At nytimes.com it states that “Dr. Ivins, a microbiologist who had worked with anthrax for decades as part of the vaccine program at the Army’s biodefense laboratory at Fort Detrick, Md., took a fatal overdose of Tylenol in July 2008 at the age of 62.”
Overdosing on acetaminophen (or paracetamol outside the US) caused liver toxicity, it damages your liver. The way you die is by liver failure, a really painful and bad way to die, that can take over a week.
I don’t know what the LD50 is on acetaminophen off hand, but the maximum healthy adult dose is 4000 milligrams in 24 hours (about 8 extra strength Tylenol). You can overdose on acetaminophen by exceeding this a lot at once, or a little over time, and mixing acetaminophen with anything else that damages the liver (like alcohol) greatly raises the damage either can do alone.
So, to the OP, the amount that person could have taken could vary greatly. It would be impossible to tell more without more information. He could have taken anywhere from 50,000 milligrams (100 extra strength Tylenol), to 3000 milligrams with a 12 pack of beer (6 extra strength Tylenol).
The lethal dose of acetaminophen is quite variable.
Children handle larger loads than adults, and the underlying health of the liver is an important factor in how capably the toxic intermediaries are tolerated.
As a rule of thumb a single point dose of 140 mg/kg in adults is considered potentially toxic enough to initiate admission and more careful evaluation; more useful are blood circulating levels obtained at some point in time after the overdose (starting around 4 hours), extrapolated against the Rumack nomogram.

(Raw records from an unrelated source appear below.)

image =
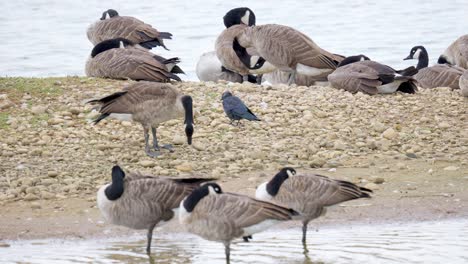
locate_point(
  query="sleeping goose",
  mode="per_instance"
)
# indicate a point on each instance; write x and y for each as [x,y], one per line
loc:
[308,194]
[141,202]
[112,26]
[359,74]
[286,49]
[118,59]
[236,58]
[439,75]
[149,104]
[456,53]
[209,68]
[218,216]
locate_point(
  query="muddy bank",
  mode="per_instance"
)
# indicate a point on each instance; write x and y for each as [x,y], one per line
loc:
[411,149]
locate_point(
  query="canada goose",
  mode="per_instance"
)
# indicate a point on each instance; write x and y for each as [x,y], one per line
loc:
[209,68]
[464,84]
[112,26]
[359,74]
[456,53]
[235,109]
[141,202]
[118,59]
[218,216]
[308,194]
[237,58]
[439,75]
[240,15]
[288,50]
[281,77]
[149,104]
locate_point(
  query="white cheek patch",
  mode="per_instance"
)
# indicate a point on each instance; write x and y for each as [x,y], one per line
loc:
[245,18]
[253,61]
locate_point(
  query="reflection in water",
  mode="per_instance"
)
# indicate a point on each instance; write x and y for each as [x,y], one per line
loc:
[427,242]
[48,38]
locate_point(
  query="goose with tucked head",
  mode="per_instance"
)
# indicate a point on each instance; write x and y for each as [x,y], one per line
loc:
[219,216]
[111,25]
[308,194]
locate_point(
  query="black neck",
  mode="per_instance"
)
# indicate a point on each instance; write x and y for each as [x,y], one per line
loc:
[115,190]
[107,45]
[192,200]
[423,60]
[274,185]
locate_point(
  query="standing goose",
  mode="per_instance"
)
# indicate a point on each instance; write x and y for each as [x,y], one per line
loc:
[359,74]
[141,202]
[112,26]
[439,75]
[218,216]
[308,194]
[118,59]
[287,49]
[209,68]
[149,104]
[236,58]
[456,53]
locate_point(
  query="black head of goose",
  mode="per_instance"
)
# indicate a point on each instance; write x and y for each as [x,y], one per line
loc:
[149,104]
[218,216]
[111,25]
[109,13]
[142,202]
[357,74]
[308,194]
[240,15]
[456,53]
[439,75]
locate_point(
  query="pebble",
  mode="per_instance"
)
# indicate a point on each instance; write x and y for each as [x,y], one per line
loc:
[185,167]
[30,197]
[371,186]
[147,163]
[389,134]
[378,180]
[35,205]
[179,140]
[451,168]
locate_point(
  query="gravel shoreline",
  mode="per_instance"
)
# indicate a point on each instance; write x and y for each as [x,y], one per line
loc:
[51,152]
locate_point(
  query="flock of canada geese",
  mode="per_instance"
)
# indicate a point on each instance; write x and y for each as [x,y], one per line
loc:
[244,52]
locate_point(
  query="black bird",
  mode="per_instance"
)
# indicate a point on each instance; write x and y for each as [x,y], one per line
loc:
[235,109]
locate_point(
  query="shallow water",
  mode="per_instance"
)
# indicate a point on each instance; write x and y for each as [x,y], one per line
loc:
[426,242]
[48,37]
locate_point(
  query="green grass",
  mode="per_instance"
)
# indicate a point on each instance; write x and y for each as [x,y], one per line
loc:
[16,87]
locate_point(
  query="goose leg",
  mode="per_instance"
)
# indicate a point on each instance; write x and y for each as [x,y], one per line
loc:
[148,151]
[155,142]
[259,79]
[149,237]
[292,77]
[227,251]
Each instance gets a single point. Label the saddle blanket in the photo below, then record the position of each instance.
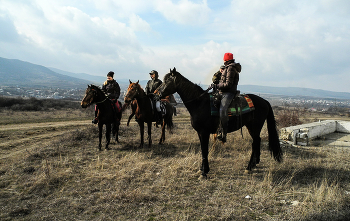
(240, 105)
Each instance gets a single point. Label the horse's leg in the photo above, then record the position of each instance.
(162, 137)
(100, 127)
(117, 134)
(130, 117)
(204, 139)
(108, 135)
(255, 156)
(149, 130)
(142, 128)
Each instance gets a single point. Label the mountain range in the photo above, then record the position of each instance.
(19, 73)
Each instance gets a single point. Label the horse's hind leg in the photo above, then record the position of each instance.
(149, 129)
(100, 127)
(162, 137)
(108, 135)
(142, 128)
(255, 157)
(130, 117)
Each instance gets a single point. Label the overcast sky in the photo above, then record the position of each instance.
(281, 43)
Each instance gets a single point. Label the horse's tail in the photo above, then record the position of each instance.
(169, 120)
(274, 143)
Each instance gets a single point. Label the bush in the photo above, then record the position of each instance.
(288, 117)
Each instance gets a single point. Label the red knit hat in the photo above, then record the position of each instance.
(228, 56)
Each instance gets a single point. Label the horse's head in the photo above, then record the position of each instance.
(93, 94)
(133, 91)
(169, 84)
(88, 99)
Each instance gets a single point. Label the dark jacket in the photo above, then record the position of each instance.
(152, 85)
(112, 89)
(217, 77)
(230, 77)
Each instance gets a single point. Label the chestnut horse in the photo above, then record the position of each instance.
(197, 102)
(106, 114)
(145, 112)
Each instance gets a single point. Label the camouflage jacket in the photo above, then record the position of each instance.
(152, 85)
(112, 89)
(229, 77)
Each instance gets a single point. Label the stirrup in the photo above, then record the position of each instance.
(221, 136)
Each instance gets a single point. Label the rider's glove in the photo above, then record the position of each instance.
(156, 97)
(213, 86)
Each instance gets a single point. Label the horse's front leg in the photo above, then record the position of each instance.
(204, 140)
(100, 127)
(149, 131)
(162, 137)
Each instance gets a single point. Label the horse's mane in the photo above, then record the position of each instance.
(188, 85)
(97, 88)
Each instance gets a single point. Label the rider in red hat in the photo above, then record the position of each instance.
(227, 87)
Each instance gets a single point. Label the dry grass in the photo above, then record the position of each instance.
(69, 179)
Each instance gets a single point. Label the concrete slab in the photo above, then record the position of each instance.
(329, 132)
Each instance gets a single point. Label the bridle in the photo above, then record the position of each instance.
(136, 89)
(166, 83)
(94, 94)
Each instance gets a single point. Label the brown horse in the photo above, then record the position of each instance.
(106, 114)
(197, 102)
(145, 112)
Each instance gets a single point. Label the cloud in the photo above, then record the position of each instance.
(278, 43)
(184, 12)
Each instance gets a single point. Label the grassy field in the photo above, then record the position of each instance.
(65, 177)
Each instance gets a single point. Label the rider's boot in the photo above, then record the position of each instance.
(159, 117)
(223, 131)
(95, 120)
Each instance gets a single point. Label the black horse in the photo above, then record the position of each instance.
(106, 114)
(144, 111)
(197, 101)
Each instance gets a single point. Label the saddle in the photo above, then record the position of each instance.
(162, 105)
(241, 104)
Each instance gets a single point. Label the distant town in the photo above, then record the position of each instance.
(310, 103)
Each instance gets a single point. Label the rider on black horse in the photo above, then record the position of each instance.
(151, 86)
(112, 90)
(226, 81)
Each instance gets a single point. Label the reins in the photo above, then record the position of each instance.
(206, 91)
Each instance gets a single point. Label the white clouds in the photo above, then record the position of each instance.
(184, 12)
(278, 43)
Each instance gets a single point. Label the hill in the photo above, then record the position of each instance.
(14, 72)
(293, 91)
(98, 80)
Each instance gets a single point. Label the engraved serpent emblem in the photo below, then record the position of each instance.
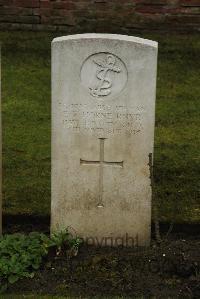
(104, 85)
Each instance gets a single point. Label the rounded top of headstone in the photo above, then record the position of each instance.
(119, 37)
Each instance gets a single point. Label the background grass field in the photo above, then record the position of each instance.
(26, 92)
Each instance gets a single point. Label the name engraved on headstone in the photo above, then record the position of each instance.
(103, 119)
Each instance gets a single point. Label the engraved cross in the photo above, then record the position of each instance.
(101, 164)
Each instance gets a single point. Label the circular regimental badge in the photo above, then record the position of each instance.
(104, 75)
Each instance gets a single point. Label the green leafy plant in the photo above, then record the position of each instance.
(21, 255)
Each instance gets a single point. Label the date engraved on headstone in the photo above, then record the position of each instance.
(80, 118)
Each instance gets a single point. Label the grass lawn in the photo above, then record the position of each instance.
(26, 124)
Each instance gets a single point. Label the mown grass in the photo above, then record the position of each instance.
(26, 124)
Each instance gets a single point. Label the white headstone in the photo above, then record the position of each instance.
(103, 104)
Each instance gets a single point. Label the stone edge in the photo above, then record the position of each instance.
(120, 37)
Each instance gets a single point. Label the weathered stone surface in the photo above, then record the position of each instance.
(103, 102)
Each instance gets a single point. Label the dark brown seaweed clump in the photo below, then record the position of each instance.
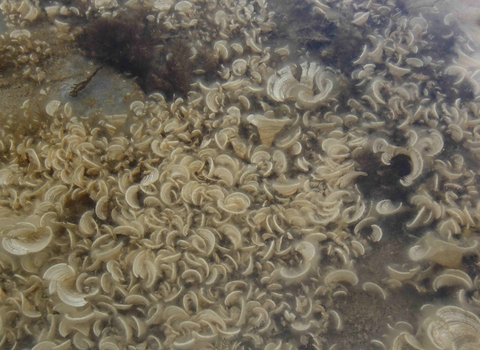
(157, 58)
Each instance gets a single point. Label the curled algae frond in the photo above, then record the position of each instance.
(269, 185)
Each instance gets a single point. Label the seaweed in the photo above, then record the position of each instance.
(159, 60)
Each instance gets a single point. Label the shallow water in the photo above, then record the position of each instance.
(239, 175)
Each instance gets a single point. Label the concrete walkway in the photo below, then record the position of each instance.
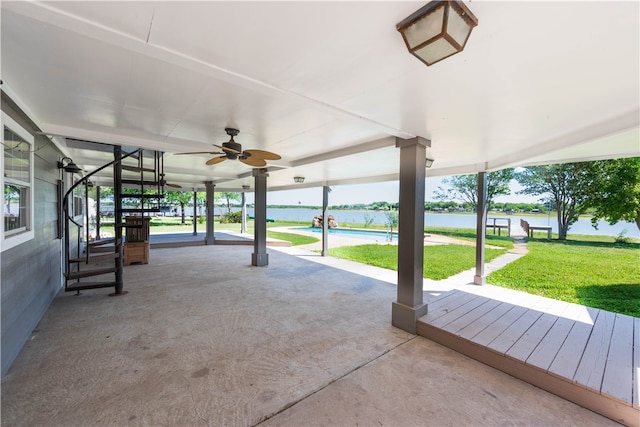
(204, 338)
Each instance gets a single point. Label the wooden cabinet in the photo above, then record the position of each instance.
(136, 244)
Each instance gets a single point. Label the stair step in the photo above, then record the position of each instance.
(88, 285)
(130, 168)
(139, 182)
(89, 273)
(101, 242)
(140, 210)
(143, 196)
(96, 257)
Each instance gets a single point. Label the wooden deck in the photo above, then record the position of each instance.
(588, 356)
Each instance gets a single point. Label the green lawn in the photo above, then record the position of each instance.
(588, 270)
(295, 239)
(592, 273)
(440, 261)
(469, 234)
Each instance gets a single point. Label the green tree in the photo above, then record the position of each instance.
(228, 198)
(465, 187)
(566, 186)
(391, 221)
(615, 191)
(179, 197)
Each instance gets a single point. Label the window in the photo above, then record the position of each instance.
(17, 181)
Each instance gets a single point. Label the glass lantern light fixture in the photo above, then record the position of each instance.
(437, 30)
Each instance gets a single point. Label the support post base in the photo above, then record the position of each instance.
(259, 260)
(405, 317)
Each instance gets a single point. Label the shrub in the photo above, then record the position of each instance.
(622, 237)
(231, 218)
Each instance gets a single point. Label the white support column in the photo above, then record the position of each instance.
(325, 220)
(243, 221)
(195, 212)
(410, 305)
(481, 229)
(260, 257)
(210, 188)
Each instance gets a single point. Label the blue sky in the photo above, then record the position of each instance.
(368, 193)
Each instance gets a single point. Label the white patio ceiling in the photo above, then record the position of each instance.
(328, 85)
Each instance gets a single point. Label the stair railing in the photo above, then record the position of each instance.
(68, 219)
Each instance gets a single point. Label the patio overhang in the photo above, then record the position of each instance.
(327, 95)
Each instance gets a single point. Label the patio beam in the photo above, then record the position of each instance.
(243, 220)
(210, 188)
(195, 213)
(260, 257)
(325, 220)
(481, 229)
(410, 306)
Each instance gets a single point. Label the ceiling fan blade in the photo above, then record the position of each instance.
(137, 169)
(230, 150)
(253, 161)
(267, 155)
(216, 160)
(198, 152)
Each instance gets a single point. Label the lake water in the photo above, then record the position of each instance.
(583, 226)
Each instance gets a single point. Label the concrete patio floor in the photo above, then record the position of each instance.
(204, 338)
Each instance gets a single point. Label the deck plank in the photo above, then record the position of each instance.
(471, 330)
(566, 361)
(618, 372)
(591, 368)
(529, 341)
(458, 312)
(503, 342)
(548, 347)
(636, 362)
(471, 317)
(444, 305)
(492, 331)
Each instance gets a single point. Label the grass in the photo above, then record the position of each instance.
(295, 239)
(592, 272)
(469, 234)
(585, 269)
(440, 261)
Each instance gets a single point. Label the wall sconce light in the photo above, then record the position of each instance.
(437, 30)
(429, 159)
(70, 166)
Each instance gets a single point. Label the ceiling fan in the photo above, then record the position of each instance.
(233, 151)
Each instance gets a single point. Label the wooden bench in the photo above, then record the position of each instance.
(529, 229)
(491, 223)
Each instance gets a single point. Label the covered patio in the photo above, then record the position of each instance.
(304, 342)
(204, 338)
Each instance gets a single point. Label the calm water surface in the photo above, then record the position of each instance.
(583, 226)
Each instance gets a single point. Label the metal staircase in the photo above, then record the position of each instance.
(92, 262)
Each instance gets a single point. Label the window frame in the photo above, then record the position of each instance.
(12, 238)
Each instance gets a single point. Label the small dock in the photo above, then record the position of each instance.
(588, 356)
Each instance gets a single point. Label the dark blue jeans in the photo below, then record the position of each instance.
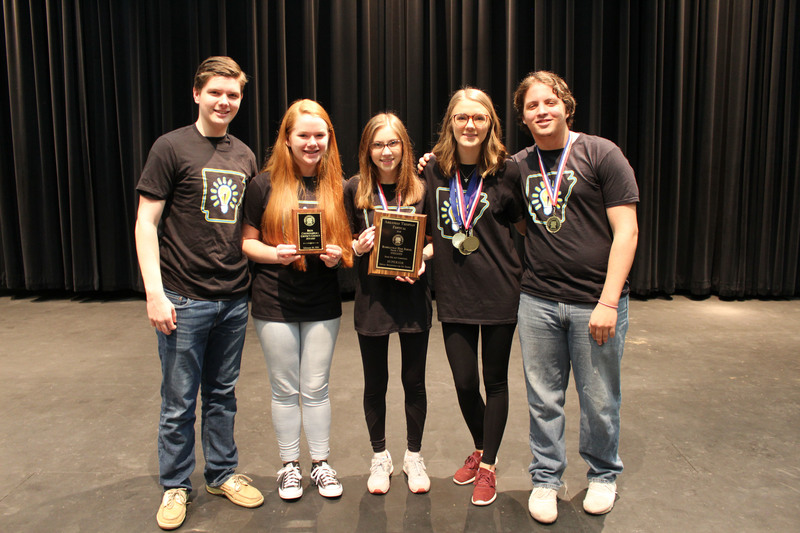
(205, 353)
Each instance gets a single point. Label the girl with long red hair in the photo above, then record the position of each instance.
(296, 304)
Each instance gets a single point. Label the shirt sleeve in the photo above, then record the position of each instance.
(159, 173)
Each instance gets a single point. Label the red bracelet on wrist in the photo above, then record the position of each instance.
(607, 305)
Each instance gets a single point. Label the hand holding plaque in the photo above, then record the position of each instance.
(308, 230)
(399, 240)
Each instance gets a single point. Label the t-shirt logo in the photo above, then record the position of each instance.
(223, 191)
(540, 206)
(446, 219)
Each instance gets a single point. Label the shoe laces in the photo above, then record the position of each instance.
(544, 493)
(239, 480)
(415, 466)
(289, 476)
(485, 478)
(324, 475)
(380, 465)
(472, 463)
(173, 496)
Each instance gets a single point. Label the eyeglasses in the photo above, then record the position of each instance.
(379, 146)
(479, 119)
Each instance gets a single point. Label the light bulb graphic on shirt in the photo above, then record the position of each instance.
(224, 194)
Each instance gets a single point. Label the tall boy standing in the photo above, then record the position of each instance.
(580, 195)
(188, 241)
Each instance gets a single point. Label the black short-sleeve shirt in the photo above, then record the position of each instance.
(203, 181)
(482, 287)
(384, 305)
(570, 265)
(281, 293)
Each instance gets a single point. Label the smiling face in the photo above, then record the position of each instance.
(308, 142)
(469, 136)
(546, 117)
(386, 151)
(218, 102)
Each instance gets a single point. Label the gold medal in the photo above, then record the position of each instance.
(553, 224)
(458, 238)
(470, 244)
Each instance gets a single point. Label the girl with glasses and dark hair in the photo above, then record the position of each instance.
(387, 181)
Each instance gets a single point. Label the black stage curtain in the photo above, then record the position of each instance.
(702, 96)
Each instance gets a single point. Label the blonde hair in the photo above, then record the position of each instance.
(493, 151)
(409, 186)
(286, 180)
(218, 66)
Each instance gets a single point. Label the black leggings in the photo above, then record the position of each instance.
(486, 421)
(374, 357)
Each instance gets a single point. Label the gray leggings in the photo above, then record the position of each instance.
(299, 356)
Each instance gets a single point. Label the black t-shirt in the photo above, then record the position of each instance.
(282, 293)
(382, 304)
(203, 181)
(570, 265)
(483, 287)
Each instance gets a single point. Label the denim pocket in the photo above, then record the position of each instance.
(176, 299)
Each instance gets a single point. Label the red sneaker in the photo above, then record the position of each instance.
(484, 492)
(466, 474)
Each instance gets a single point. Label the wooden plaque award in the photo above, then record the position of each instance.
(308, 230)
(399, 240)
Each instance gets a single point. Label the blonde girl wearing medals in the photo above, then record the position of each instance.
(476, 273)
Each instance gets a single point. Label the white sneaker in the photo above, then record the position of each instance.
(414, 467)
(324, 477)
(380, 473)
(600, 497)
(290, 481)
(543, 505)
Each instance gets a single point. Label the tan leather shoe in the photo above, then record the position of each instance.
(238, 489)
(172, 511)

It’s common to vomit after an acetaminophen overdose, and it’s common to take too much over a more protracted period of time, so in practice we have difficulty making hard and fast rules about when to initiate treatment.
While it’s one of the commoner overdoses I’ve dealt with over the years, it’s also one of the ones where there always seem to be some mitigating factor or another that screws up a perfectly textbook treatment approach.
Per the Wiki article, for what it’s worth, the claim is that he bought two bottles of Tylenol PM shortly before his death. As mentioned above, ingestion with alcohol can lower the dosage required to cause liver damage.
Disgusting. You turn yellow; you feel horrible; you bleed all over the place and you are in a fog but conscious.
These days it’s off to the transplant center as soon as you polish off your liver; always a lovely decision-making tree when the patient was trying to kill himself and post-transplant you need a very cooperative patient with a strong will to live and take personal responsibility for their care.
I’d like to respectfully request that this thread not veer any closer to a discussion of better and/or effective methods for committing suicide. I know that info is available elsewhere, unfortunately. And while there’s a genuine curiosity relating to the news story the OP describes, I’m also aware that the exact thread title is a very popular google search phrase for suicidal teens.
No.
However vomiting is an early feature in many acetaminophen overdoses.
To the other two comments above: the toxic dose of acetaminophen is not particularly secret. Aspirin overdose is not a very effective way of doing oneself in.
Although Chief Pedant has already answered this, I cannot resist adding my two cents. Simply put, watching a patient die from a Tylenol OD was about the most gruesome, messy, and godawful death I’ve ever witnessed.
The worst part was the (spontaneous) bleeding, especially against a background of lemon yellow skin. We’re talking about not just bleeding from every orifice in the body (use your imagination), but also in the skin and, worst of all for me to see, under the membranes of the eye. What were the ‘whites of the eyes’ were now bulging out with blood. And the smell. Blood, vomit, diarrhea, ammonia (from liver failure), all absolutely stomach-turning. And, as noted, the victim will have hepatic encephalopathy to the nth degree. Until they lapse into a coma, this has the effect of adding an almost surreal, animal-like grotesqueness to the whole thing.
And is also not a good way to go - raving with delirium, soaked in sweat, deaf, high fever, rapid deep breathing, hallucinating, stomach bleeding, vomiting, . . . only slightly “better” than a Tylenol OD.
In my experience in any number of mental health wards, near suicides on Tylenol did not “do the math.” Rather, they bought a large bottle and figured a nice round number would do the trick. (I was told any minimum answers in pills, but I’ll skip that.)
And in addition, there are so many sites that describe drugs and their LD50s that one more mention of it is not going to make the slightest bit of difference in how likely someone is going to find the information they want.